I want to measure address bus utilization in BSB (Back Side Bus), NOT FSB.
This paper "Performance Scalability of a Multi-Core Web Server" refered that
Web server dosen't scale because address bus is saturated (about 75% usage).
So, Itry tocheck ourserver's utilization.
Model: Xeon 2.5Hz (E5420) - quard cores
Exported performance couter:
"VTune_DirHelp" - It's looks like Windows directory, but my system is Linux based.
So I can't read that doccument.
Can you tell me, what type of events relevant to BSB ??
Did you read the documents which come up when you search "memory bandwidth utilization" on this forum?
Why did you mention "memory bandwidth utilization"?
Actually, I wnat to know is Cache to CPU bus utilization. (Back Side Bus)
Can "memory bandwidth utilization" indirectly measure BSB utilization? and How to?
On-chip buss performance isn't dealt with by VTune, at least not for the architectures prior to Core i7, where there are some uncore events which might resemble what you seem to be talking about.
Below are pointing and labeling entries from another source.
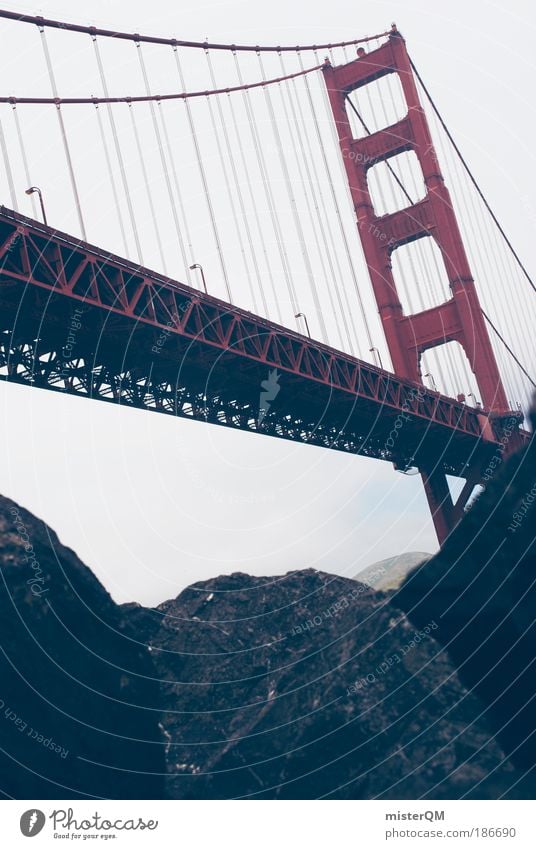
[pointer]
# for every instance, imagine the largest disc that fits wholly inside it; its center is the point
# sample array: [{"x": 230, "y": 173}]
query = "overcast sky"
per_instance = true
[{"x": 151, "y": 503}]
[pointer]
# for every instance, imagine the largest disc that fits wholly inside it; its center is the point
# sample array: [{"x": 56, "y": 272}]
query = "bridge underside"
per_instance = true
[{"x": 74, "y": 319}]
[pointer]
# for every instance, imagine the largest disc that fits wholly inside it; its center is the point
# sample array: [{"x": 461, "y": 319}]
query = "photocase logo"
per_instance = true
[
  {"x": 270, "y": 389},
  {"x": 31, "y": 822}
]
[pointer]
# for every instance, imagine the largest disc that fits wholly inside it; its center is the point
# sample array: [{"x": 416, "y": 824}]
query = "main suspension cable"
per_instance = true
[
  {"x": 174, "y": 42},
  {"x": 183, "y": 95},
  {"x": 473, "y": 178}
]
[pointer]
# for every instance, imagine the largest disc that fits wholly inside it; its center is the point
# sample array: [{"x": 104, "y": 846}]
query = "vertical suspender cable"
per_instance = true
[
  {"x": 324, "y": 221},
  {"x": 302, "y": 159},
  {"x": 9, "y": 173},
  {"x": 245, "y": 167},
  {"x": 63, "y": 134},
  {"x": 293, "y": 205},
  {"x": 269, "y": 196},
  {"x": 236, "y": 183},
  {"x": 24, "y": 158},
  {"x": 112, "y": 181},
  {"x": 204, "y": 182},
  {"x": 147, "y": 187},
  {"x": 119, "y": 154},
  {"x": 336, "y": 202},
  {"x": 165, "y": 172}
]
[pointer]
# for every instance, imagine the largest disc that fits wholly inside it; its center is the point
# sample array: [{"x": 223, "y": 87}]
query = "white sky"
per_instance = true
[{"x": 151, "y": 503}]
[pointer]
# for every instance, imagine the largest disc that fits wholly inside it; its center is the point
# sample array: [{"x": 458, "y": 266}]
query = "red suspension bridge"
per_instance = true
[{"x": 276, "y": 184}]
Still, there are issues which can't be observed, as far as I know, with any practical developer tools. Anyway, for large practical applications, the memory bandwidth question does assume more importance.
I clearly said BSB utilization. http://en.wikipedia.org/wiki/Back_side_bus
Anyway, currently that is not important to me.
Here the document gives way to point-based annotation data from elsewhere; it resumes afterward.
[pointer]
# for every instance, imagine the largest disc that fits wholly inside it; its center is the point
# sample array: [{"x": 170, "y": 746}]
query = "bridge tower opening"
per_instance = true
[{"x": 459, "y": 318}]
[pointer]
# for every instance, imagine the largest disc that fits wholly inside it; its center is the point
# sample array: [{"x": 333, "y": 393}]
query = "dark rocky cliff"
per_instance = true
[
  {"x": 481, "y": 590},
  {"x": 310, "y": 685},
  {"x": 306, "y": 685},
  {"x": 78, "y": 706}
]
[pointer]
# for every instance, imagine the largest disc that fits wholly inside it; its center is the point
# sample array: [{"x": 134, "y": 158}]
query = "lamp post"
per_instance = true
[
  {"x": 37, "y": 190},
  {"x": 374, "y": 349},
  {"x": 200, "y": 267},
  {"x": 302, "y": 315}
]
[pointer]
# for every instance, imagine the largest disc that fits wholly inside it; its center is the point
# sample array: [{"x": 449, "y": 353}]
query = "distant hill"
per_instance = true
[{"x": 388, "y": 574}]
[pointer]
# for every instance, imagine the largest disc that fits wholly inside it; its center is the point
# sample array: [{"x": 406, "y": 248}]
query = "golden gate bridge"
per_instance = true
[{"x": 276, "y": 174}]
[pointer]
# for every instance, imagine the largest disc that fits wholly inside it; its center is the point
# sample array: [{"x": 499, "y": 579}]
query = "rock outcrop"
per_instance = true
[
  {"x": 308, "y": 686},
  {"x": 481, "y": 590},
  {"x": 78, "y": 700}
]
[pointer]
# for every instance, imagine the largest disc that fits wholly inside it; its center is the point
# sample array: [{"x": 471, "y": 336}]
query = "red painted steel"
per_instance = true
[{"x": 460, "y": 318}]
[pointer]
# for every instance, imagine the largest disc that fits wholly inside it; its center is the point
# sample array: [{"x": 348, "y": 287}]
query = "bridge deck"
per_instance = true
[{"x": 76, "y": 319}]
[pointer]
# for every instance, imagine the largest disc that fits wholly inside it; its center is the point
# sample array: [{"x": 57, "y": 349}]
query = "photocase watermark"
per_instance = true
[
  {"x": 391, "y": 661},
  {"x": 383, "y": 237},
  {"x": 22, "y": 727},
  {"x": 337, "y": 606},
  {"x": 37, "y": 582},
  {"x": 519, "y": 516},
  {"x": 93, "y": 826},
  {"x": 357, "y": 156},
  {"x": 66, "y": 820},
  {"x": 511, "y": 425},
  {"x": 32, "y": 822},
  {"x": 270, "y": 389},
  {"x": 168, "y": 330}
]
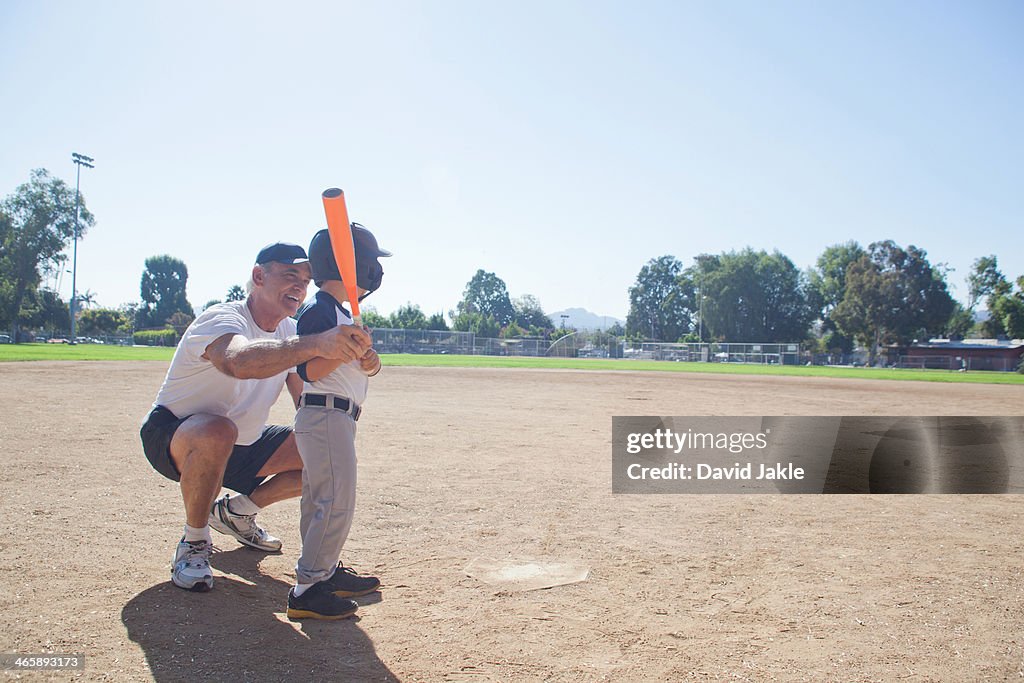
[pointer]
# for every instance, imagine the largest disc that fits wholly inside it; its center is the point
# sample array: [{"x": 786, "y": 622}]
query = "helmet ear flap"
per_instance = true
[{"x": 322, "y": 263}]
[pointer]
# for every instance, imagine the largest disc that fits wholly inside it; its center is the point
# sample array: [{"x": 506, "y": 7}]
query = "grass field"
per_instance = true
[{"x": 11, "y": 352}]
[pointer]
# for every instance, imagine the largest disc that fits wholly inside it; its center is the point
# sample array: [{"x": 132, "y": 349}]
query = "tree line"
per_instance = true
[
  {"x": 873, "y": 296},
  {"x": 876, "y": 295}
]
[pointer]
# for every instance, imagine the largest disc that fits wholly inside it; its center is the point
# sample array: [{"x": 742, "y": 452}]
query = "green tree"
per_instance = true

According to your reply, "Vtune can't measure BSB utilization" right?
so can you tell be little bit about "uncore events" or another tools that can measure BSB utilization
About Offcore Performance Tuning Events
These events are devoted to offcore cacheline access activity. Of particular importance is the offcore_response_0 event which is a matrix decomposition of request type by response source. It has the potential of ~65,000 non trivial programmings. There are approximately 275 predefined programmings in the Intel Performance Tuning Tools. The events monitoring the super queue activity are also listed here.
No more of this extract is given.